As the title says, is there a workaround with jOOQ that would let me use DuckDB to query parquet files stored in object storage?
Example: read_parquet(s3://path/to/my/parquet_file)
I have a schema of the parquet files that I have defined in a script to generate jOOQ classes from.
I can think of one way that would be to avoid using jooq-codegen and do it all manually by defining constants, record mappers and query builders.
Is there a better way to do it using the auto generated classes?
jOOQ doesn't know anything about these dynamic external tables, out of the box. But you perhaps create a view that reads from the parquet file and query that view, instead, assuming DuckDB can discover the parquet meta data when describing the view to jOOQ using its INFORMATION_SCHEMA
views.
Another approach would be to create a dummy table (or view) that describes the parquet file and then use runtime schema mapping to map from the dummy table to your function call. Make sure you turn off quoting of identifiers when doing this, otherwise, the whole function call is going to be quoted.
You could also use a VisitListener
or model API replacement to replace the dummy table by the function call. That would be a bit more robust, as it wouldn't require turning off quoting of identifiers.

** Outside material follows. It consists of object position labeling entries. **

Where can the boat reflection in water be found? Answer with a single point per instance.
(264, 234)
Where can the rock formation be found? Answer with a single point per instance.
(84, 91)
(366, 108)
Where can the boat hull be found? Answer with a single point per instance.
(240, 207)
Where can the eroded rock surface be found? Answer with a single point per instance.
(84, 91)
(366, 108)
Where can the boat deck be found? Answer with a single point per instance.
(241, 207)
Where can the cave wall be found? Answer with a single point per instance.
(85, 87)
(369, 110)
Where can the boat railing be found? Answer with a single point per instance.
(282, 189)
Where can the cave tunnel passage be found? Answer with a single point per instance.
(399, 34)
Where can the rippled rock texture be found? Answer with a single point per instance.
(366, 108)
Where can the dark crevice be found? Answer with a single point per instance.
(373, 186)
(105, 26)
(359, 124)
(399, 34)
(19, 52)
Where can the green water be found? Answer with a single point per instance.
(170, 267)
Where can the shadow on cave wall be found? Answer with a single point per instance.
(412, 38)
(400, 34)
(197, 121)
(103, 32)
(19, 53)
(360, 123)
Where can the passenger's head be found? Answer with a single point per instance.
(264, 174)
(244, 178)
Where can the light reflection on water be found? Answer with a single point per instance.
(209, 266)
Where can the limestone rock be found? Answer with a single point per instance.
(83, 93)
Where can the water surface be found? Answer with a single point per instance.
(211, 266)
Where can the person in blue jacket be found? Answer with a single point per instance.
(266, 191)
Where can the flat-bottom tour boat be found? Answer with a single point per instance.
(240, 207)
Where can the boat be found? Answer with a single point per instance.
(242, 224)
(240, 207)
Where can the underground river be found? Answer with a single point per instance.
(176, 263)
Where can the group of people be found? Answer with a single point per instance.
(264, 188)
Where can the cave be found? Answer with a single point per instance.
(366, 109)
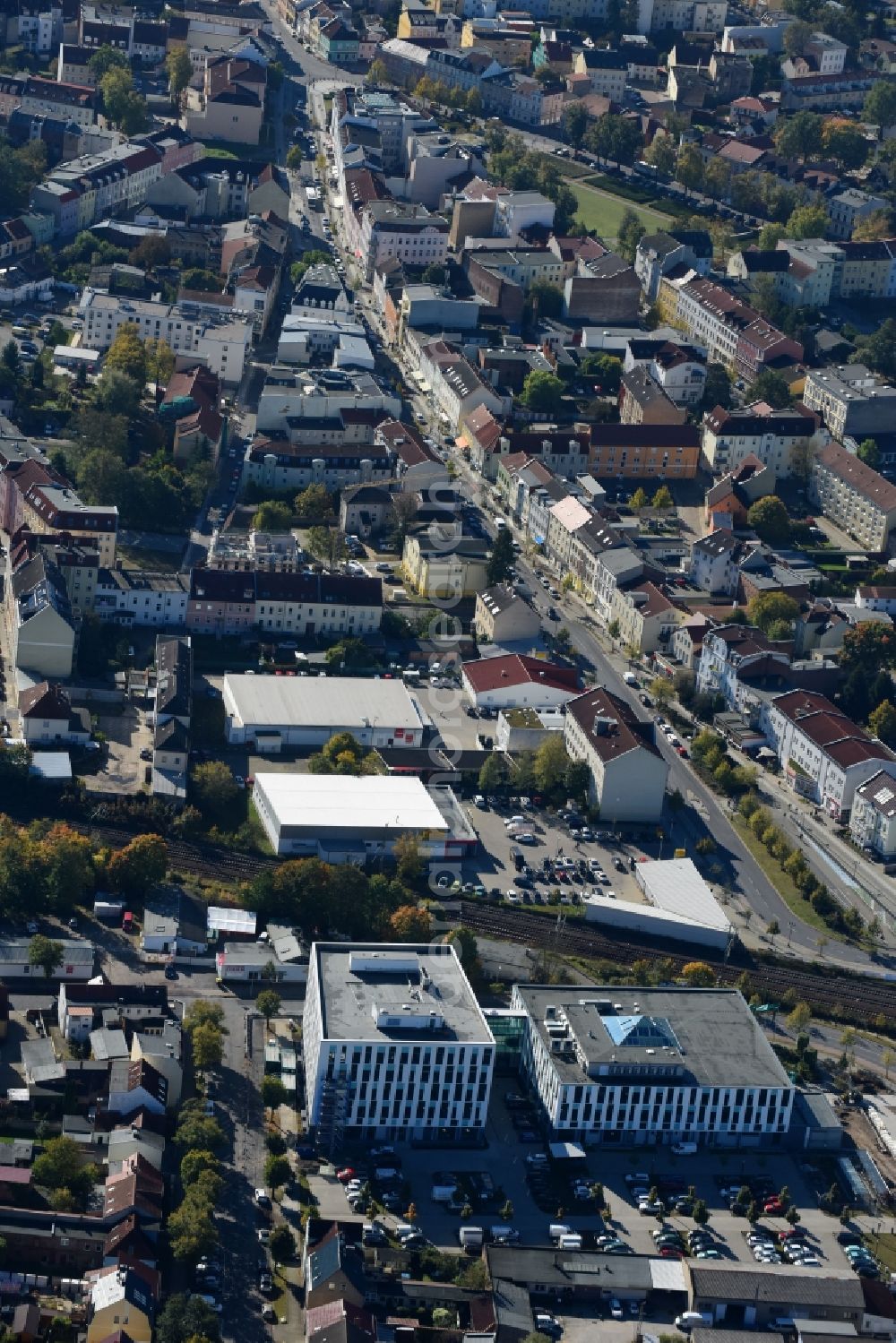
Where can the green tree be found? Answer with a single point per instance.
(126, 353)
(139, 866)
(880, 105)
(107, 58)
(277, 1171)
(575, 121)
(46, 954)
(770, 385)
(273, 1092)
(807, 222)
(629, 234)
(180, 72)
(770, 520)
(501, 559)
(766, 608)
(868, 452)
(273, 516)
(268, 1003)
(282, 1244)
(882, 723)
(541, 391)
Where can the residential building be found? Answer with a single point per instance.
(438, 562)
(627, 774)
(729, 438)
(872, 821)
(433, 1077)
(823, 755)
(850, 400)
(503, 616)
(222, 342)
(512, 681)
(653, 1066)
(853, 495)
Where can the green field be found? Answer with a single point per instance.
(602, 212)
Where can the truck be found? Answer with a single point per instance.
(108, 911)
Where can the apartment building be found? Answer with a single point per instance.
(729, 438)
(627, 774)
(651, 1066)
(872, 821)
(823, 755)
(222, 342)
(850, 400)
(855, 497)
(395, 1044)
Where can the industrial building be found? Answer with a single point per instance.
(678, 906)
(306, 712)
(395, 1045)
(653, 1066)
(346, 820)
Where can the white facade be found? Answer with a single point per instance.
(223, 347)
(650, 1066)
(395, 1042)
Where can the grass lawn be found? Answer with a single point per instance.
(603, 212)
(780, 882)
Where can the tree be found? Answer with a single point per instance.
(661, 155)
(551, 763)
(282, 1244)
(501, 559)
(46, 954)
(799, 136)
(807, 222)
(273, 516)
(766, 608)
(409, 863)
(868, 452)
(882, 723)
(180, 72)
(798, 1018)
(277, 1171)
(139, 866)
(770, 520)
(209, 1047)
(689, 168)
(160, 356)
(697, 974)
(541, 391)
(108, 58)
(195, 1163)
(770, 385)
(880, 105)
(273, 1092)
(575, 121)
(268, 1003)
(410, 925)
(126, 352)
(629, 234)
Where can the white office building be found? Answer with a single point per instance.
(395, 1044)
(648, 1066)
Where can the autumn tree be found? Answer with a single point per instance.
(410, 925)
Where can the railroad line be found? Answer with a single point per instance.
(864, 998)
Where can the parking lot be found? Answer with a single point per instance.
(544, 1192)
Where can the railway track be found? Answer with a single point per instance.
(864, 998)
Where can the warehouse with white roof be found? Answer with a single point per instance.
(347, 820)
(306, 712)
(678, 906)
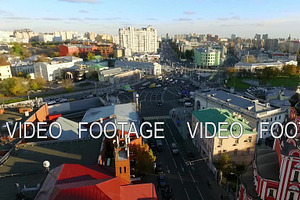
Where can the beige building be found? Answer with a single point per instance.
(5, 72)
(240, 149)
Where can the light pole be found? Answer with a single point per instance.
(237, 183)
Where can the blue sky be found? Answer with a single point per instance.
(243, 17)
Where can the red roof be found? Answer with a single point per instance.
(78, 182)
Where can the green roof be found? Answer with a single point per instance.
(216, 116)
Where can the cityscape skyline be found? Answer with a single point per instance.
(222, 18)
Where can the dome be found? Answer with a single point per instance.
(297, 107)
(295, 98)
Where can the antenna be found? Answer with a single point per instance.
(46, 164)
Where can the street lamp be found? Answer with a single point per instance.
(237, 183)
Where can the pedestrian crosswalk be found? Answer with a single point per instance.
(157, 117)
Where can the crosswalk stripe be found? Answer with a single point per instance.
(157, 117)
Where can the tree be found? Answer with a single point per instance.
(38, 83)
(90, 56)
(3, 61)
(142, 157)
(14, 86)
(68, 84)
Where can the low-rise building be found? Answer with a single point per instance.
(240, 149)
(5, 72)
(51, 71)
(146, 68)
(252, 110)
(207, 57)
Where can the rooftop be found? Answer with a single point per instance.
(216, 116)
(26, 163)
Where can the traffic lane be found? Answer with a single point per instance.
(198, 172)
(187, 179)
(173, 178)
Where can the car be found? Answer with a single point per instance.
(162, 181)
(188, 104)
(174, 149)
(191, 155)
(158, 168)
(159, 145)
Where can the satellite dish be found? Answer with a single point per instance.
(46, 164)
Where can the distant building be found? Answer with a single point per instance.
(241, 150)
(68, 50)
(142, 40)
(146, 68)
(207, 57)
(275, 173)
(252, 110)
(51, 71)
(5, 72)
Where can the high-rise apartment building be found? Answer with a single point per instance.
(142, 40)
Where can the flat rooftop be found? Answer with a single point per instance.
(25, 166)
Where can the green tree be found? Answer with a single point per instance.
(143, 157)
(3, 61)
(290, 70)
(90, 56)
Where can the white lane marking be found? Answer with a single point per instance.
(187, 194)
(182, 167)
(199, 193)
(180, 177)
(192, 176)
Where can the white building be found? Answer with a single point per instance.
(5, 72)
(253, 111)
(142, 40)
(51, 71)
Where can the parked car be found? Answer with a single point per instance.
(174, 149)
(162, 181)
(158, 168)
(159, 145)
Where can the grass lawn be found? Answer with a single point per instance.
(238, 83)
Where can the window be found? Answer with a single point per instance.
(235, 152)
(271, 192)
(220, 142)
(296, 176)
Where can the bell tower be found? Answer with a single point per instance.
(122, 162)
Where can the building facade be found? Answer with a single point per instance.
(142, 40)
(254, 111)
(207, 57)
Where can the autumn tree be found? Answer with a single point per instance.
(3, 61)
(290, 70)
(90, 56)
(14, 86)
(142, 157)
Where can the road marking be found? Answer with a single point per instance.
(168, 170)
(180, 177)
(192, 176)
(174, 163)
(199, 193)
(187, 194)
(182, 167)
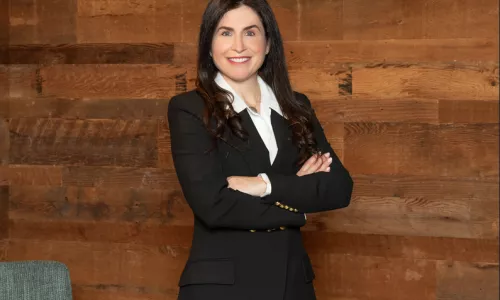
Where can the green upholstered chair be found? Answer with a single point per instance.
(34, 280)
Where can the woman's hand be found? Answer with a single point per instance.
(254, 186)
(316, 163)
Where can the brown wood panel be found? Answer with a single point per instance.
(119, 53)
(321, 20)
(288, 16)
(141, 206)
(108, 264)
(83, 142)
(3, 249)
(418, 19)
(449, 150)
(345, 276)
(387, 19)
(318, 54)
(77, 108)
(377, 110)
(112, 81)
(129, 22)
(192, 11)
(461, 19)
(451, 111)
(467, 280)
(4, 212)
(399, 246)
(36, 21)
(85, 176)
(4, 141)
(447, 82)
(115, 292)
(33, 175)
(416, 206)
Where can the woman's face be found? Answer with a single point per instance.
(239, 45)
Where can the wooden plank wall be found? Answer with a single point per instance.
(407, 91)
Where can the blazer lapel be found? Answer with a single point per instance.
(254, 151)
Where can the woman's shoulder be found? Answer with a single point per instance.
(190, 101)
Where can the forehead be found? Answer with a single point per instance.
(240, 17)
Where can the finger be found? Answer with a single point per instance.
(327, 161)
(315, 167)
(308, 164)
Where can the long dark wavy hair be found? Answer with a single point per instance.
(273, 71)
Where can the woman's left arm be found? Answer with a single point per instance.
(321, 191)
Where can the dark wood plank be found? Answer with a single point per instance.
(32, 175)
(467, 280)
(4, 212)
(451, 111)
(416, 206)
(118, 53)
(147, 21)
(449, 150)
(104, 232)
(4, 141)
(23, 21)
(287, 15)
(86, 176)
(437, 82)
(83, 142)
(121, 292)
(398, 246)
(3, 249)
(108, 264)
(56, 21)
(320, 20)
(76, 108)
(345, 276)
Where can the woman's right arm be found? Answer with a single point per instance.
(203, 183)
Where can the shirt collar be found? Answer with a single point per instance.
(267, 95)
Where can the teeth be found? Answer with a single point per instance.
(239, 60)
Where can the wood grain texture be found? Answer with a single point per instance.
(416, 206)
(86, 142)
(338, 277)
(406, 92)
(465, 280)
(4, 213)
(47, 54)
(409, 81)
(129, 21)
(108, 264)
(459, 150)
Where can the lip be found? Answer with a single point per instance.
(240, 57)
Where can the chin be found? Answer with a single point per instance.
(238, 76)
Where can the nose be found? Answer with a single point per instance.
(238, 44)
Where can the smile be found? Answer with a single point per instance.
(239, 60)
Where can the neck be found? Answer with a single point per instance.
(249, 90)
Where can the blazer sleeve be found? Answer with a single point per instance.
(204, 184)
(322, 191)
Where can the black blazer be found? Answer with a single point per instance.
(247, 247)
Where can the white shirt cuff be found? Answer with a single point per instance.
(268, 184)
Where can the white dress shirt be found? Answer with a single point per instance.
(262, 121)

The dummy table doesn't even have to exist in your schema. You could define a second code generation run that uses the DDLDatabase
just for this:
<configuration>
<generator>
<database>
<name>org.jooq.meta.extensions.ddl.DDLDatabase</name>
<properties>
<property>
<key>sql</key>
<value>create table dummy (col1 int, col2 int);</value>
</property>
</properties>
</database>
</generator>
</configuration>
Of course, code generation is really useful with jOOQ, but if all else fails, plain SQL templating is a pragmatic solution here. You can still combine this approach with the above dummy table, if you alias your plain SQL template to your dummy table.